MP: Most important right now is us finishing first in the group. We want the best path to the final and that means less travel and possibly an easier matchup in the quarterfinals. We need to go out and get at least a draw to clinch first place. From there it's just keeping the mentality of "if you lose you go home." I think most of us have been in that situation before, whether it be playoffs, Olympics or other instances. We all know what it takes, and what it will take, once we get to those stages to continue moving on. We all know we're capable of getting to the final and doing well, so those are the expectations.

Post-Game Sound

Watch the exclusive post-game reaction from the MNT following the 2-0 win against Honduras.

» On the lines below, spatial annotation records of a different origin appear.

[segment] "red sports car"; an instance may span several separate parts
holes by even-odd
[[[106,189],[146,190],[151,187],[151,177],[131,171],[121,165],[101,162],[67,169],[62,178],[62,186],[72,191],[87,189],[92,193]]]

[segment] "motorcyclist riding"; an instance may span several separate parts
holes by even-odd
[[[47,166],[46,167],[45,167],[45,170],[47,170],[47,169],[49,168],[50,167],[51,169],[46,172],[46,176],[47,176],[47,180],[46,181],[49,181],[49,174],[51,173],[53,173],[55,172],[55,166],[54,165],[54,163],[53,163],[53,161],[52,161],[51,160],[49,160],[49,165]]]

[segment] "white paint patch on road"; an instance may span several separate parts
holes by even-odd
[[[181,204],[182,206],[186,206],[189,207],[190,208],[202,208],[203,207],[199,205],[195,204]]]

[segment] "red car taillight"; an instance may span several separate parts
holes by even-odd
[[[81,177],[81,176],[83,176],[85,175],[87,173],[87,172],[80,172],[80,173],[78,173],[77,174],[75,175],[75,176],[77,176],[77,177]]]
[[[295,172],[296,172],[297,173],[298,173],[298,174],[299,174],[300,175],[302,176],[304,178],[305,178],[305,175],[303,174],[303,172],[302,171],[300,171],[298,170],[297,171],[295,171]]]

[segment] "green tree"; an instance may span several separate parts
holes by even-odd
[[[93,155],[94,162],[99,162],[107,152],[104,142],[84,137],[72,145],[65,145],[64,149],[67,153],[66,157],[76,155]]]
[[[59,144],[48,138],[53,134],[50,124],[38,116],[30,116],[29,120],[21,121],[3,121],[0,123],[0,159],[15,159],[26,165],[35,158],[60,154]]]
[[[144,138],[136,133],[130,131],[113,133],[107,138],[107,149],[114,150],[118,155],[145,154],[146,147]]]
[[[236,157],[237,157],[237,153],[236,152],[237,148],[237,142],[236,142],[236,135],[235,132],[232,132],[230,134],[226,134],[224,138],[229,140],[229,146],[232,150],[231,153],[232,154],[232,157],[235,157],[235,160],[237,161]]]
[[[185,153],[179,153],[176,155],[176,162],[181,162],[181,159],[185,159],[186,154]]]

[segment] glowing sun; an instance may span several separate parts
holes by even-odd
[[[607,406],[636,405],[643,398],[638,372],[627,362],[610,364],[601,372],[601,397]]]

In Case You Blinked - We're in Boston!

With a flight time of 56 minutes, the team moved from outside Washington, D. C., to the suburbs of Boston this afternoon, already approaching 48 hours prior to kickoff for the third group game. Shared a plane with Haiti once again, although this time it was the U.S. team in the back of the bus.
Mostly reading and card-playing on the flight, and we are now minutes away from arriving at the team hotel to begin the pre-game routine that kicks in t-minus two days.

Scratch that - we're here ...

Keeping It Clean Since 2005

With the 2-0 shutout last night, the U.S. extended its shutout streak in Gold Cup group play to 702 minutes spanning seven-plus matches and three tournaments. The last goal scored against the United States came in the 18th minute of the 4-1 win against Cuba on July 7, 2005, in Seattle. Goalkeepers contributing to the cause include Marcus Hahnemann and Kasey Keller (2005), Keller and Tim Howard (2007), and Troy Perkins (2009).

On the flip side, the U.S. has scored 19 goals during the shutout streak through 11 different goalscorers.

Wednesday, July 8, 2009

Homecoming King

What a fantastic night for Santino Quaranta. The D.C. United man has climbed a personal mountain the last three years, and to have his national team career resurrected in front of his friends and family was truly special. Players and staff were quick to congratulate 'Tino on a very emotional night.

He also helped remove a monkey off the back of his home ground, RFK having the dubious distinction of hosting the last U.S. defeat at home against a CONCACAF opponent, which came Sept. 1, 2001, also against Honduras.